For the last two years at InfluxData I worked on our custom orchestrator that empower InfluxCloud v1 to run. I have some talk about it at InfluxDays, but they are not recorded so, I can’t really post them here, sadly.
If you are thinking: “Why you should write your own orchestrator?”, I have few answers for you.
- Back in the day Kubernetes was not so popular, 4 years ago when InfluxCloud started it was not at least.
- We had since the beginning to manage data and state, people still says that Kubernetes is not for them today, image how it was 4 years ago.
Btw now InfluxCloud v2 leverages Kubernetes.
Writing a good orchestrator is super fun! When I started but still today a big part of it are frustrating and not so good but the one we wrote following reactive planning and control theory are lovely! This article is an introduction about Control Theory. Chris Goller Solution Architect at InfluxData was the first person that told me about how Control Theory works in theory, and he pushed me to try reactive planning for our orchestrator.
As Kubernetes contributor I recognized some of those patterns as looking at shared informers, controller and so on. So I understood since the beginning that those patterns was everywhere around me!
Colm MacCárthaigh from Amazon Web Service with his talks (like the one posted here) helped me to find resources to read, more patterns and use cases for it.
Why it works
When I started to work as a Web Developer, designing APIs or websites I had different challenges to face. To write a solid CRUD you put all your effort when a request comes to your API, you validate it, apply transformation to sanitize the input and if it is valid you save it in your database. You need to build good UX, complex validations systems and so on. But what lands in the database is right and rock solid.
There are other systems where you do not have a database that tells you what is right or not. You need to measure the current state, calculate what needs to get back to your desired state and you need to apply what you calculated.
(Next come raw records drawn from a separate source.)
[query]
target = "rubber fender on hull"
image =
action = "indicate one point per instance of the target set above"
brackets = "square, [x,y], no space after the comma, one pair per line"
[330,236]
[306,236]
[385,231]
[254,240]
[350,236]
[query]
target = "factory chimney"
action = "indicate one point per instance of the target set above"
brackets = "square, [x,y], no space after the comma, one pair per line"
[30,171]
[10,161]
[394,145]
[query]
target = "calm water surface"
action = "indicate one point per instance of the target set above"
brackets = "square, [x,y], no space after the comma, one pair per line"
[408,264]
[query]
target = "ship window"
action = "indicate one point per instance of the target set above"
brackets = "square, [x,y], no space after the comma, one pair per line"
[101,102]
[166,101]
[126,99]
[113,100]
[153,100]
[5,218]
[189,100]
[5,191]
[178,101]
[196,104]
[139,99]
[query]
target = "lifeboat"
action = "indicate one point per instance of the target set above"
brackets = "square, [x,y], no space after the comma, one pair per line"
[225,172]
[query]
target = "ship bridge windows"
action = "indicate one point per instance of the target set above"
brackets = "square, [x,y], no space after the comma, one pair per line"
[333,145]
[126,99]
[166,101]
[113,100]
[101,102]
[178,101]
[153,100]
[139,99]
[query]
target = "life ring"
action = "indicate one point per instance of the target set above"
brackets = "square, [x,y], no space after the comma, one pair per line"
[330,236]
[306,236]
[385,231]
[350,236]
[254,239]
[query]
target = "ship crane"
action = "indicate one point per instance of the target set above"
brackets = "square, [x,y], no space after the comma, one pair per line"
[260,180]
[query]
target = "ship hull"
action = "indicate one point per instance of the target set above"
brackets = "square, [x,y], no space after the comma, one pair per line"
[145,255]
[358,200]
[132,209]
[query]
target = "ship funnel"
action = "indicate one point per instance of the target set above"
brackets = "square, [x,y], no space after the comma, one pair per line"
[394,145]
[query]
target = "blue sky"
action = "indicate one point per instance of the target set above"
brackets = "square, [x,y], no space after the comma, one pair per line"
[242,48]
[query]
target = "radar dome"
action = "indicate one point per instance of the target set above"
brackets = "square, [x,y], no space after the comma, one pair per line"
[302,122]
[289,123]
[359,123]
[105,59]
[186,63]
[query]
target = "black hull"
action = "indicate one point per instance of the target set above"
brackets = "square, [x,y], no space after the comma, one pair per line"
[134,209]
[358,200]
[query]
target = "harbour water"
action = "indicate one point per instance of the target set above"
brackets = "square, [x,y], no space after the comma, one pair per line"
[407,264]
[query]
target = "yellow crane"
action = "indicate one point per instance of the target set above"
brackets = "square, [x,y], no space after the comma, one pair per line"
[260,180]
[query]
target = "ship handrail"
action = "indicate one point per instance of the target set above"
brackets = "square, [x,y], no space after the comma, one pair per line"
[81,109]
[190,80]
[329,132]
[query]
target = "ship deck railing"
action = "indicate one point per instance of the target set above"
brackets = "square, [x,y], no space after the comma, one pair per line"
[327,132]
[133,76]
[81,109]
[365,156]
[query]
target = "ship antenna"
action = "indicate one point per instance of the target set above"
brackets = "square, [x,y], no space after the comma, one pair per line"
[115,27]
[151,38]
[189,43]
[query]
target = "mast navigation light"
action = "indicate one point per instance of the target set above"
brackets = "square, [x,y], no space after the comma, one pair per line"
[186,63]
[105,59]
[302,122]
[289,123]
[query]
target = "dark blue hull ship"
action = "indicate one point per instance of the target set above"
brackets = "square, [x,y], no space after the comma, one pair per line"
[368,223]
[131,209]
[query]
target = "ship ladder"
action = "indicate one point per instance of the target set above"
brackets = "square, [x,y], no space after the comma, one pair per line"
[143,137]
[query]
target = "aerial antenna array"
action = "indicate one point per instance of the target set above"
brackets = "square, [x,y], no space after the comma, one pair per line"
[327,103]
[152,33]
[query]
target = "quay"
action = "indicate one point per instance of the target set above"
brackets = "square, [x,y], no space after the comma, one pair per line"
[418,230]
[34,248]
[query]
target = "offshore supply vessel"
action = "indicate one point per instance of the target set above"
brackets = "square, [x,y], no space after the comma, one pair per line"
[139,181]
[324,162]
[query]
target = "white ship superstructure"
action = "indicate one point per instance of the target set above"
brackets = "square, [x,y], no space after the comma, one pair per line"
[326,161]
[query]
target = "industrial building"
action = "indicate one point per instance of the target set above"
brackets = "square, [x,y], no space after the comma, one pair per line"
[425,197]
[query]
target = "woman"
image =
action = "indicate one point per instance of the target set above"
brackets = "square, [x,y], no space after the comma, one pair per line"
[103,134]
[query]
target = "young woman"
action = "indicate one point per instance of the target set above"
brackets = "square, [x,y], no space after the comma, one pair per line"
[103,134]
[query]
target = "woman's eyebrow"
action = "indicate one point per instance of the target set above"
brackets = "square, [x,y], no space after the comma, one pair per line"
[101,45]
Those systems are everywhere:
- The boiler you have at home to keep the water warm needs to constantly check if the desired temperature you set is the current one. What it is stored in its memory is what you desire, not the truth.
- The example Colm MacCárthaigh used is the Autoscaler. It keeps checking the state of your system based on the scalability rules you set. For example if CPU is over 70% spin up 3 nodes. The autoscaler measures the current state of your CPUs and when it is over it calculates what needs to be done and it executes the scale up or down.
- When you read Kubernetes documentation is will see reference to Controller, reconciliation loop, desired state and so on. All of those concepts come from Control Theory.
Orchestrator but more in general big microservices environment do not have the concept of data locality as we used to have in the past. The data you need can change continously, and they need to collected from different sources and combined in order to calculate what needs to be done.
I think this is the main reason about why patterns coming from Control Theory works well.
If you need to write a program that provisions 3 virtual machines and attach them to a random DNS record you can approach this problems in 2 ways. You can write a procedure that:
- Creates 3 instances.
- Takes the public IPs.
- Creates the DNS record with the IPs as A record.
Another way you have to fix this issue is to start from checking what you have, making a plan to matches what it is not as you desire. So it will look like this:
- Check how many instances there are and mark what you need to do, if there are 2 of them you need one, if there are 5 you need to delete 2, you there are 0 of them you need to create all of them.
- Check if the DNS record is already there and how many IPs are assigned to it.
- If it does exist you do not need to create it but you need to check if the IPs assigned to it are the same of the instances, If they are not you need to reconcile the DNS record fixing the IPs.
- The record does not exist? You can create it.
If you are wondering how all those checks makes the system more reliable is because you never know what you already created or what it is already where. Let’s assume you are on AWS. API requests can fails at the middle of your process and you need to know where you are. AWS itself can stop or terminate instances, or some other procedures can do it or for manual mistake.
Approaching the problem in this way allows you to repeat the flow over and over because it idempotent and at every retry the process will be able to reconcile any divergence between what you asked for (3 VMs and one DNS record) and what it is actually running. This process is called reconciliation loop.
Colm MacCárthaigh highlights three major areas around how a successful Control Theory implementation looks like:
- Measurement process
The way you retrieve the current state of the system is crucial in order to have a low latency. They are crucial in order to calculate what needs to be done because from the current state your program get different decisions.
This section is where I have more experience with. The desired state is stored and clear usually. You know here to go. You get the measurements and with this information you need to write a procedure capable of making a plan stating from your current state to get to the desired one.
I wrote a few weeks ago an introduction about reactive planning it is the way I used to calculate a plan.
I am also preparing a PoC in Golang with actual code you can run and test to share in practice what means reactive planning.
It is the part that take a calculated plan, and it executes it. I worked a lot with schedulers that are able to take a set of steps and execute them one by one or in parallel based on needs.
Think about one of them problem you have a try to think in a more reactive way, starting from checking where you are and not from doing things. Reliability and stability for your code will improve drastically.